On December 12, 2001, the following papers, numbered 1 to 4, were read on motion by Claimant for an order compelling disclosure:

1, 2 Notice of Motion and Affidavit Annexed
  1. Opposing Affirmation and Exhibits Annexed
  2. Filed Papers: Claim
Upon the foregoing papers, this motion is granted to the extent noted and otherwise denied.

Claimant seeks to compel disclosure of enumerated demands, interrogatories, to which the Defendant has previously objected. I will address each item seriatim:
The February 20, 2001 Discovery Request
(1) Claimant seeks a Polaroid duplicate of the pictures of his injuries sustained in the incident on October 30, 1999, as the colors are not legible and cannot be properly viewed. This request is denied at this time. The Defendant is directed to preserve the originals for the trial and/or for examination by an expert.

(2) The request for all Department of Correctional Services (DOCS) rules and regulations is denied as overly broad.
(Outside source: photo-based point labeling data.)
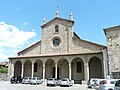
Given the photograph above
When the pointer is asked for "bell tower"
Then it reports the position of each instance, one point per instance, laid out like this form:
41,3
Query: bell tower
57,35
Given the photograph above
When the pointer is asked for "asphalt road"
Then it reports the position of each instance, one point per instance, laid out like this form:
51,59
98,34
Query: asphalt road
6,85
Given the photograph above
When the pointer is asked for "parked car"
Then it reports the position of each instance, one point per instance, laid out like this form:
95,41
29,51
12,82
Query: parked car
107,84
36,80
91,82
52,81
117,85
97,84
66,82
17,79
26,80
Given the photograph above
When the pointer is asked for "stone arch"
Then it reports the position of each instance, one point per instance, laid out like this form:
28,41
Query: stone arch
49,66
77,70
38,66
95,68
17,68
27,68
63,68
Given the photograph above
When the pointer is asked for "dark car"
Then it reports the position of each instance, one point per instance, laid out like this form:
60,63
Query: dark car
17,79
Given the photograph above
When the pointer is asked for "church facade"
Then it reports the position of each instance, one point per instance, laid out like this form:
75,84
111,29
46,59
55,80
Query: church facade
61,53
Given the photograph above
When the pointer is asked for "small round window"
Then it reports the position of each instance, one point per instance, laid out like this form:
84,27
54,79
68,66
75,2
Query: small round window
56,42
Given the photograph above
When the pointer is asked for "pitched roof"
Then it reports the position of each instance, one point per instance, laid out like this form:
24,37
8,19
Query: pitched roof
77,37
111,28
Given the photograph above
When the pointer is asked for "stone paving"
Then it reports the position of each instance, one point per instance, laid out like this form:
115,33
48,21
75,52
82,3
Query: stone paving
6,85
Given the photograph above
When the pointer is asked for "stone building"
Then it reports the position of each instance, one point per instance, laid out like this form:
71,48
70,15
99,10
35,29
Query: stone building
61,53
113,46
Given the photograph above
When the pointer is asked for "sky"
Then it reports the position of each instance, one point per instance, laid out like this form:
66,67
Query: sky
21,21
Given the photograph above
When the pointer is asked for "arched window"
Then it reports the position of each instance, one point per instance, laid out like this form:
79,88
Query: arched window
35,67
56,29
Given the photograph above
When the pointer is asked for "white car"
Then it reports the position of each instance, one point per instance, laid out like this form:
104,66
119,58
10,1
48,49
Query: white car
66,82
107,84
117,85
52,81
91,82
26,80
36,80
97,84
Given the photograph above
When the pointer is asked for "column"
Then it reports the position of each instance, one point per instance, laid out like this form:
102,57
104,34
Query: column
69,70
56,70
32,70
105,63
86,71
43,71
22,70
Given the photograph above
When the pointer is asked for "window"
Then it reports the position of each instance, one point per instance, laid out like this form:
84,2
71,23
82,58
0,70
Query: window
78,67
56,42
35,67
56,29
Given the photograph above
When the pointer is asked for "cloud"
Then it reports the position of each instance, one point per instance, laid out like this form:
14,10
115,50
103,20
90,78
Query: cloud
25,23
11,38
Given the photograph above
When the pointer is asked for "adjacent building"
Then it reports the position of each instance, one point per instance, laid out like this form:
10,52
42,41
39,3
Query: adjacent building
113,46
61,53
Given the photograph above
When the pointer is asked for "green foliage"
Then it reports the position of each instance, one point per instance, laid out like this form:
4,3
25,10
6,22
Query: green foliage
3,69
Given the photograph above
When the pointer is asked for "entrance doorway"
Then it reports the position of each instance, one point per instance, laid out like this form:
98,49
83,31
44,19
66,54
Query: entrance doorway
53,74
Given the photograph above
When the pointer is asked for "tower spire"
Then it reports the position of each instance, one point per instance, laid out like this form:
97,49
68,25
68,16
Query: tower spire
57,12
71,16
44,21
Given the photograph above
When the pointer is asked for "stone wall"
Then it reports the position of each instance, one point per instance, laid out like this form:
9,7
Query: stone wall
113,45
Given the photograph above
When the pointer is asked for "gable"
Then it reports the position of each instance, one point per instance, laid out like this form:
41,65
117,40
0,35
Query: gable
31,50
83,46
56,20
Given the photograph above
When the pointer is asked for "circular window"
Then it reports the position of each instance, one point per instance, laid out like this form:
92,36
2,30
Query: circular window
56,42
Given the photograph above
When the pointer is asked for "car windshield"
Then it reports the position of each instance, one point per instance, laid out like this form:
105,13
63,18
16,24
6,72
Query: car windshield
26,78
33,78
112,82
64,79
94,80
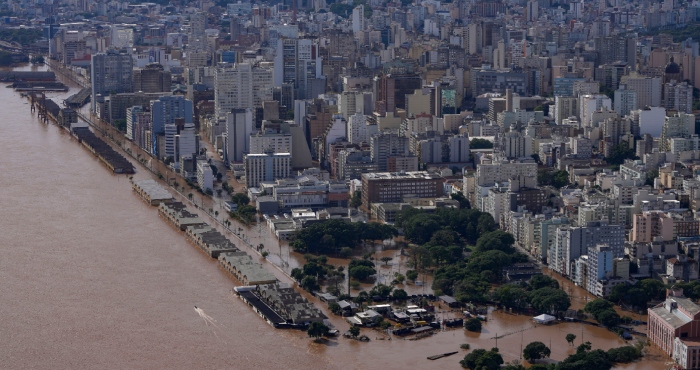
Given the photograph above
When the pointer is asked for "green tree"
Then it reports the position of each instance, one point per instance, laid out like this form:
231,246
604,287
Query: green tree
381,290
535,351
493,260
473,324
597,360
317,330
356,199
400,294
240,199
361,273
624,354
609,318
412,275
469,361
297,274
496,240
463,202
620,153
491,360
420,229
596,306
512,296
399,278
560,179
542,281
549,300
341,10
310,284
480,144
583,347
335,308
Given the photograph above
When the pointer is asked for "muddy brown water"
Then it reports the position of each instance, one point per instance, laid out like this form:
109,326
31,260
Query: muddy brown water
92,277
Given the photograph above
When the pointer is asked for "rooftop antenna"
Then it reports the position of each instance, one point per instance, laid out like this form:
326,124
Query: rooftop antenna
294,12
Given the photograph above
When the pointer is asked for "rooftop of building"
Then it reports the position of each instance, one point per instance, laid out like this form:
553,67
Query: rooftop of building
401,175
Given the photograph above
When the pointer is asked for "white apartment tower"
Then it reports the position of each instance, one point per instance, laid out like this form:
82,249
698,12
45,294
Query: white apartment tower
648,90
298,63
266,167
240,86
358,18
625,101
678,96
239,127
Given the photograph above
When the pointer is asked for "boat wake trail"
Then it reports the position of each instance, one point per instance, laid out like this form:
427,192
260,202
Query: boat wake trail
208,320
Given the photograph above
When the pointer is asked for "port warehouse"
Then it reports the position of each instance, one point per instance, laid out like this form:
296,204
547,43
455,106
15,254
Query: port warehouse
64,117
277,303
10,76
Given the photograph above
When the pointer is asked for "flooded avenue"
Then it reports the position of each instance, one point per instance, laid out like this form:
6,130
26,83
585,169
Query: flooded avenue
93,278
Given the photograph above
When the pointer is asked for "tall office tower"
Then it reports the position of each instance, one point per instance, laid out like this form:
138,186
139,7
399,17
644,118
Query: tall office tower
388,144
266,167
170,133
681,125
298,62
186,142
153,78
111,72
239,127
533,10
131,120
573,242
390,91
164,111
236,27
625,100
241,86
197,39
358,18
138,122
648,90
678,96
613,49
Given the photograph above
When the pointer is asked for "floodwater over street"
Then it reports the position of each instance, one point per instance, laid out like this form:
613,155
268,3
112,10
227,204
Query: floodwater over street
92,277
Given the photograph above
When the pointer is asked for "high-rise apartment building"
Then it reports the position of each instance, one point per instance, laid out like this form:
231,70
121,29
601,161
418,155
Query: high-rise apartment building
648,90
678,97
298,62
266,167
625,100
164,111
239,127
111,73
358,18
573,242
384,145
241,86
152,79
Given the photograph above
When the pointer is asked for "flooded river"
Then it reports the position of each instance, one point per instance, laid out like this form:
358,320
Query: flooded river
93,278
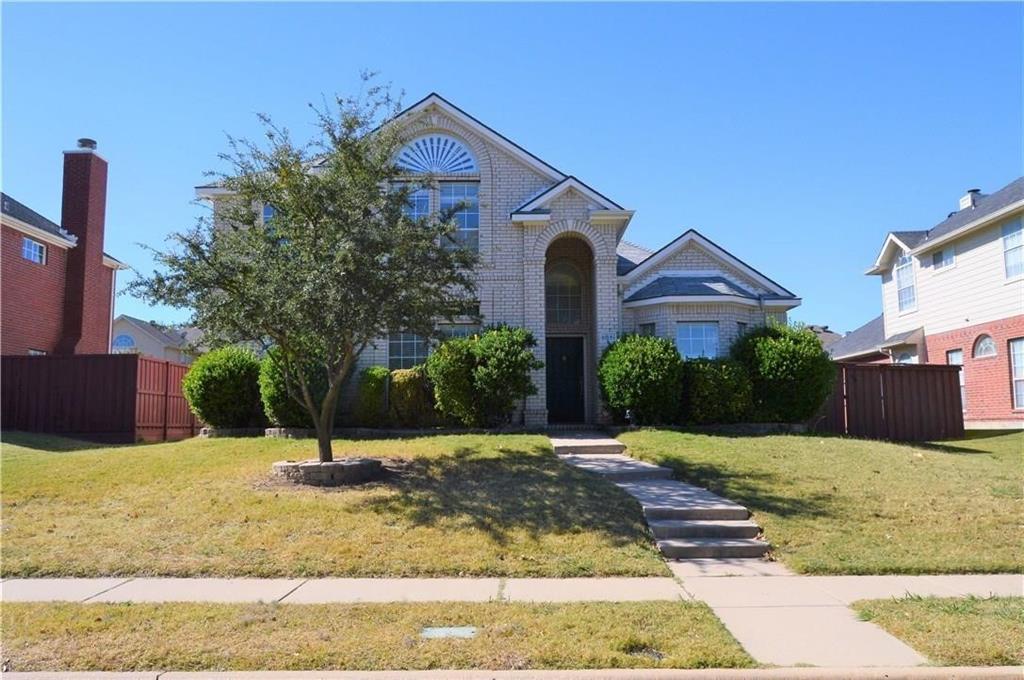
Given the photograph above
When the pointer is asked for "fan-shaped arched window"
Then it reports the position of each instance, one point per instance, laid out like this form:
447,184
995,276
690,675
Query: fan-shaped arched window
123,344
984,346
436,154
563,294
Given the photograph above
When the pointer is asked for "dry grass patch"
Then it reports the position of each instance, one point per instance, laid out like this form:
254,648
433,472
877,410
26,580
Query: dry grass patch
208,637
832,505
954,631
460,505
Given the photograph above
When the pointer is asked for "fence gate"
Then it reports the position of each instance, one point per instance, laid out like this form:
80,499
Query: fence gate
101,397
896,401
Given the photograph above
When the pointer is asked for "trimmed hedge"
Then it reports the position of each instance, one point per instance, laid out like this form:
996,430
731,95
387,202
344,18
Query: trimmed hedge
715,390
371,396
222,388
643,375
280,408
411,398
479,380
791,374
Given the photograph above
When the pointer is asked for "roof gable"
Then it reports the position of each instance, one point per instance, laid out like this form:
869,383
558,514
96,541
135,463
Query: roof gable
693,237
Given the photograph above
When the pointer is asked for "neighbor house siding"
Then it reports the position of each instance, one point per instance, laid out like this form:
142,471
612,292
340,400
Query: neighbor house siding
975,290
33,296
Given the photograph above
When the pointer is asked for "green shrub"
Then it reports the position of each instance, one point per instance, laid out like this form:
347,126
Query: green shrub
411,398
371,396
222,388
715,390
281,409
791,374
451,370
479,380
642,374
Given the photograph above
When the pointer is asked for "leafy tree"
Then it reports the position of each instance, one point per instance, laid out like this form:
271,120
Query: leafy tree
337,264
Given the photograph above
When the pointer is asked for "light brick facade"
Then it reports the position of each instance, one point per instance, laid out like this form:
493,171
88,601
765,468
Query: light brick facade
514,256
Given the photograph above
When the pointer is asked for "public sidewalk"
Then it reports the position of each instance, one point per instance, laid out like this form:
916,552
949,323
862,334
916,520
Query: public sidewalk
779,620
(3) The request for the name, rank and post of every officer working the 3:00 p.m. to 11:00 p.m. shift in the main yard on October 30, 1999, is denied as being overly broad and, as Defendant affirms, on safety and security grounds.

(4) The request for the name and rank of the officer responsible for post numbers nine and ten along the A-Block wall of the main (Big) yard on October 30, 1999, at approximately 4:30 p.m. is granted. The Defendant's refusal to disclose staffing information for safety and security reasons is not specific enough. The Defendant shall comply with this demand.

(5) The demand for settlement offers and compromise is denied, as it is irrelevant.
Continuing Request of May 21, 2001
A. Seeking the number of inmate assaults of prisoners at Auburn Correctional Facility (Auburn) from 1998 to the present is denied as irrelevant.

F. Seeking a list of the number of inmate deaths as a result of the underlying incident herein is denied as irrelevant to the claim herein.
September 5, 2001, Continuing Requests

(1) Seeking the production at trial of a videotape of the Auburn main yard on October 30, 1999, for the period from approximately 4:00 p.m. to 5:30 p.m. is denied at this time, although if such tape exists the Defendant shall preserve the same for future consideration.

(2) Defendant has already provided the transcript satisfying this request.

(3) The Defendant advises that no specific inmates or areas of the yard are subject to "logged" searches, and impliedly denies that any such logged searches took place on October 30, 1999, at the Auburn infirmary prior to the 3:00 p.m. recreation. Since such denial is based upon information and belief, and not on personal knowledge, such log books shall be preserved for future consideration.
The Demand for Disclosure of DOCS rules and regulations governing the maintenance of order of the Auburn main yard is overly broad and Claimant does not demonstrate its relevance to his claim. It is denied.

Request for Admissions
Claimant enumerates five specific requests for admissions (CPLR 3123), which the State opposes on the ground that they are not proper, and are merely in the nature of a pleading.

Professor Siegel, in New York Practice, Third Edition, observes, in Section 364, that notices to admit are usable only when the seeking party "reasonably believes there can be no substantial dispute" about the matter and when the answer can be ascertained upon reasonable inquiry or within the knowledge of the other party. The remedy/penalty for a failure or refusal to admit (CPLR 3123[c]) is covered by statute and in essence permits a party, no later than immediately after the trial, to seek an order requiring the opposing party to pay the reasonable expenses incurred in making such proof (to wit, the subject of the requests for admission). Accordingly, the issue is one which will abide the trial and any such motion thereat, or immediately thereafter.

The motion is granted to the extent noted and Defendant shall have 30 days from service of a file-stamped copy of this order to supply the response to #4 of the February 20, 2001 Discovery request, and is otherwise denied.